Crosby's founder uses SpaceX as a reference point – how SpaceX shifted from hourly billing for rocket launches to per-launch pricing, and in doing so blew open the market. Making the previously impossible seem obvious, simply by changing the incentive structure.
The Crosby founder's view: every professional services category is waiting for the same disruption. Crosby decided to start with legal.
There's another angle worth noting. Contract review is a frequent, routine task – and because of that, many US companies have historically offshored it, often to India.
The insight here is that tasks which have already been offshored are the ideal automation targets. First, because companies already expect to pay a third party to handle them. And second, the fact that work got offshored signals it doesn't require rare or specialized skills – making it more automatable, not less.

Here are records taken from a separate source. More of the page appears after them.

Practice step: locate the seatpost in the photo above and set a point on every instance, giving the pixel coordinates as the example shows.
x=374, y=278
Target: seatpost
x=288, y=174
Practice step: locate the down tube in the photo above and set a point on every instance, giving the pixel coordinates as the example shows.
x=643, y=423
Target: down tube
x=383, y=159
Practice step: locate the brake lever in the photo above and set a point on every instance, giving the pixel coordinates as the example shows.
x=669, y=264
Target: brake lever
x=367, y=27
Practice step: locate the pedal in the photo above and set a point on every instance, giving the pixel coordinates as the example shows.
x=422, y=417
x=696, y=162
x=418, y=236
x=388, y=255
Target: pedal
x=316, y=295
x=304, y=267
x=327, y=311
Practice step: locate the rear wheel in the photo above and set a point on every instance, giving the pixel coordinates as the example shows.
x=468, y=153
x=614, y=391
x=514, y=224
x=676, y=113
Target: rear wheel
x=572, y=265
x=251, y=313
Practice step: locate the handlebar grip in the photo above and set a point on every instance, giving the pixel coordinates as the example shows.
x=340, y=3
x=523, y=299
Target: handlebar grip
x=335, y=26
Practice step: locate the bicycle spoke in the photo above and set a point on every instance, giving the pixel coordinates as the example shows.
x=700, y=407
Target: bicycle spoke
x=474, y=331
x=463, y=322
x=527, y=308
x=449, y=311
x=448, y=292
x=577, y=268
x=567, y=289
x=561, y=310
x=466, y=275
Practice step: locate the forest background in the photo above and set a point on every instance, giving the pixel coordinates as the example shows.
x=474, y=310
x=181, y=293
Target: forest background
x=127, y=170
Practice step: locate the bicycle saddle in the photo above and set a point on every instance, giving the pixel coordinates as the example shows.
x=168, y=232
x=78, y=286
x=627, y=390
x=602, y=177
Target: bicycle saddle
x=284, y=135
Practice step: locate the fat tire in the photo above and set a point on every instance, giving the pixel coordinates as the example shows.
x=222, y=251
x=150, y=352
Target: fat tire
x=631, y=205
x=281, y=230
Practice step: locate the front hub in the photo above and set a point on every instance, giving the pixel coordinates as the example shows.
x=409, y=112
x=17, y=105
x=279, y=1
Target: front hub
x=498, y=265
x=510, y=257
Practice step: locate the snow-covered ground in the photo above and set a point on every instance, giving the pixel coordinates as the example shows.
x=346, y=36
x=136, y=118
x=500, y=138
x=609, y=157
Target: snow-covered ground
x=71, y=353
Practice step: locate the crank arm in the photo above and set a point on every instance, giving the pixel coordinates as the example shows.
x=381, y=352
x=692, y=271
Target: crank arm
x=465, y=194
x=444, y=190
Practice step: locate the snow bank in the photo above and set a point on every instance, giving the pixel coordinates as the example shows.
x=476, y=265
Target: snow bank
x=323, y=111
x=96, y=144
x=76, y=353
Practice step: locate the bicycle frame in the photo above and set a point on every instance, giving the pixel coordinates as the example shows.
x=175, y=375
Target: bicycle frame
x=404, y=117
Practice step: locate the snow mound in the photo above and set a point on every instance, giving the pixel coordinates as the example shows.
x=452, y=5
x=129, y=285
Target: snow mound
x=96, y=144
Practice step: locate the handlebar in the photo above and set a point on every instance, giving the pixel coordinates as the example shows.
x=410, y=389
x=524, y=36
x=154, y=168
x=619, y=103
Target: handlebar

Y Combinator alum 14.ai ([covered here](/review/zarabotat-bolshe-chem-na-razrabotke)) made the same observation – and built an AI agency providing customer support services to companies. They describe one case where they started working with a YC company that had outsourced its support to the Philippines, where the team wasn't performing well. 14.ai started work on a Thursday morning and by midday had cleared the entire backlog of complaints across email, social, messaging, and phone.
Since that review, 14.ai has pivoted toward a new direction it was just beginning to test then. After mastering the customer support AI agency model, it launched its first proprietary product – where its own AI agency handled end-user support. The startup has now fully repositioned as an "autonomous brand factory" for launching new products. A different story – but one worth watching.
The most obvious path is building a Crosby equivalent. If a team built from nothing to a $400 million valuation in 283 days, the upside is real even for a fraction of that outcome.
Two broader criteria also emerge for where fast-growing startups can currently be built. One is categories where AI enables a new pricing model that aligns client and provider incentives – that structural shift gives a new entrant a meaningful shot at takeoff. The other is automating tasks that are already being offshored, because that confirms demand exists and signals the skill requirements are low enough to automate.
The ideal opportunity is when both criteria overlap – as with Crosby. Though either one alone is enough to build something serious.